A Longing To Be One People With One Language. The story of Babel droops with sadness over a unity lost. Yet that longing for unity and understanding is fulfilled in Christ. On the day of Pentecost people from “every nation under heaven” heard the message of the gospel “in his own language” (Acts 2:5-6). In Christ all boarders disappear and we speak the same language of the gospel. “There is neither Jew nor Greek…for you are all one in Christ Jesus” (Gal. 3:28). Only God could turn the plain of Shinar into the church of Christ.
#3 – The Placement of the Story of Babel. Why is the story of Babel placed after events of Genesis 10 when it clearly occurred before the events of that chapter? First of all, it follows the literary pattern of Genesis where a summary is provided first then the specifics are given (See Gen. 2; Gen. 6). In this case, the summary of nations is given first, then the reason why they divided into nations is provided. Secondly, this story brings a dramatic end to the Common History section of Genesis. Genesis 1:1–11:9 describe the history that is common to all families. That history ends with an arrogant act of rebellion. So, God turns next to the Specific History of Genesis. Genesis 11:10–50:26 describe the history of one family. That family God promised to use to bless the whole world. He did this through Jesus.

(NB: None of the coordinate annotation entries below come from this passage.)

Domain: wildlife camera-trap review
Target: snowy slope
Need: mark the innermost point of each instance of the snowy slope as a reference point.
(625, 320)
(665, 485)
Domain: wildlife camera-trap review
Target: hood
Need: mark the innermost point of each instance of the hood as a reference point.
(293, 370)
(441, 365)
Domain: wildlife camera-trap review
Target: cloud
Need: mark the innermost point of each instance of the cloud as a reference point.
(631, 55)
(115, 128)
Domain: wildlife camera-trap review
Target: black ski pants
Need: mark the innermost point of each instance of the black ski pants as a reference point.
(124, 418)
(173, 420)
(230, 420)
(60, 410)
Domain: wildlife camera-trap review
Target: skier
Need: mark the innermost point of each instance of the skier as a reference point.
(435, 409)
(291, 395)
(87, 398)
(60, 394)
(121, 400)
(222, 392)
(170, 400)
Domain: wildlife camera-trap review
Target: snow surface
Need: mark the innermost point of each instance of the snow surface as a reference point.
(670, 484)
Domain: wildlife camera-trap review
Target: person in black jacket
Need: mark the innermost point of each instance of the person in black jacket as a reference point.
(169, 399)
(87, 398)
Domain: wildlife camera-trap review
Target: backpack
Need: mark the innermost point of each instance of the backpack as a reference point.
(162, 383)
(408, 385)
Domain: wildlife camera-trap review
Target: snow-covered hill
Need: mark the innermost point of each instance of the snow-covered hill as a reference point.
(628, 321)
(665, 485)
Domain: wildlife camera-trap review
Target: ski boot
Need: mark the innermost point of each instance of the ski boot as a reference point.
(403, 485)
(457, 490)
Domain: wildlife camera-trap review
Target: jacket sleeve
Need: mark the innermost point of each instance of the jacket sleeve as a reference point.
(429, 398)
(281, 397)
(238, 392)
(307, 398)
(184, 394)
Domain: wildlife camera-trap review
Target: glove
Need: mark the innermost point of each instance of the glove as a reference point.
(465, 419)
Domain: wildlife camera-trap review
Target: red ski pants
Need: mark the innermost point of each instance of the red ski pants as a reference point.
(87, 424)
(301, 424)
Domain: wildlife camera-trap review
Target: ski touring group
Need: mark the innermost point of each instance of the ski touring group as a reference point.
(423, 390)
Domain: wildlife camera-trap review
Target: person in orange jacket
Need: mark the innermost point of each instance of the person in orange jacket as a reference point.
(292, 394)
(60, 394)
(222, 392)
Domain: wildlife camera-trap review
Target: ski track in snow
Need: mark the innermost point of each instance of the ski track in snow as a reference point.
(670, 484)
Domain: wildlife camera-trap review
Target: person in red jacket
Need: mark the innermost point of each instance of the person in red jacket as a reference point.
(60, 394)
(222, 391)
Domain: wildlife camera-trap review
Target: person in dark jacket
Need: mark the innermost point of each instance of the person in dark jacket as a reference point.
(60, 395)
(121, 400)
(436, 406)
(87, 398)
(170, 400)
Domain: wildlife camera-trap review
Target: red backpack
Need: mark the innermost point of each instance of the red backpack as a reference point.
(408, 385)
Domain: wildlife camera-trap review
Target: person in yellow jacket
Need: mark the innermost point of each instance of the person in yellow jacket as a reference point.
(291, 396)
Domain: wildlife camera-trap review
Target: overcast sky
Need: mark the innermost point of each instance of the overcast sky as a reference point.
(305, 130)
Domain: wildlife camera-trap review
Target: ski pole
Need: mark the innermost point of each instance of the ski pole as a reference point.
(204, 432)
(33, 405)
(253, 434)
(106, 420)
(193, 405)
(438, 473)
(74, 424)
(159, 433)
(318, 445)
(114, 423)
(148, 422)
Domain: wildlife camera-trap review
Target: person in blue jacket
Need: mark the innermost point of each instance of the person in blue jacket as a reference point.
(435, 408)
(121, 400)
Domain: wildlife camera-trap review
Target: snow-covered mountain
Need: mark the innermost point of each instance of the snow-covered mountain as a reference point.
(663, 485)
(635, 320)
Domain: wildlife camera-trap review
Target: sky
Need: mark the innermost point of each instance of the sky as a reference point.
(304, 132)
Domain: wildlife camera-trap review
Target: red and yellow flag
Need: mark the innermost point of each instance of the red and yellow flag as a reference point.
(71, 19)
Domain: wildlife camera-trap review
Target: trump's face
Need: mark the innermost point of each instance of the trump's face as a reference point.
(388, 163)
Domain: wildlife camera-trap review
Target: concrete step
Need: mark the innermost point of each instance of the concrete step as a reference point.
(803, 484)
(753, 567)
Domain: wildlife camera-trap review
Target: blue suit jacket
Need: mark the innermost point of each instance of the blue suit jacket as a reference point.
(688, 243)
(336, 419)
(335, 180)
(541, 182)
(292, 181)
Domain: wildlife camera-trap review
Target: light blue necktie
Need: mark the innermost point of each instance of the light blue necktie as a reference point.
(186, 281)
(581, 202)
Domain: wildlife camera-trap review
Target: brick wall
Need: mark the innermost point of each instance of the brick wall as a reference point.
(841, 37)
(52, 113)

The placement of the story of Babel says to us: In the face of arrogant rebellion God corrects the sin, but then He begins to work graciously for the sinner. What a gracious God!
A Song: Babel Today!
I was watching the NBA Playoffs a few days ago and heard a song entitled “Hall of Fame” by The Script, which they are using to introduce the games. You can go listen to it on YouTube if you wish. When I looked up the words I found the spirit of Babel is alive and well today! It is seen even in the way we play our games. Here are some of the words of the song.
You could be the greatest
You can be the best
You can be the king kong banging on your chestYou could beat the world
You could beat the war
You could talk to God, go banging on his door
Dedicate yourself and you can find yourself…Standing in the hall of fame
And the world’s gonna know your name
Cause you burn with the brightest flame
And the world’s gonna know your name
And you’ll be on the walls of the hall of fame
Pride — “go banging on God’s door” sounds like tower language to me.
Fame — “the world is gonna know you name” sounds a lot like, “let’s make a name for ourselves” (Gen. 11:4).
Oh boy! Dear believer, don’t buy into such bravado! “Pride goes before destruction” (Prov. 16:18).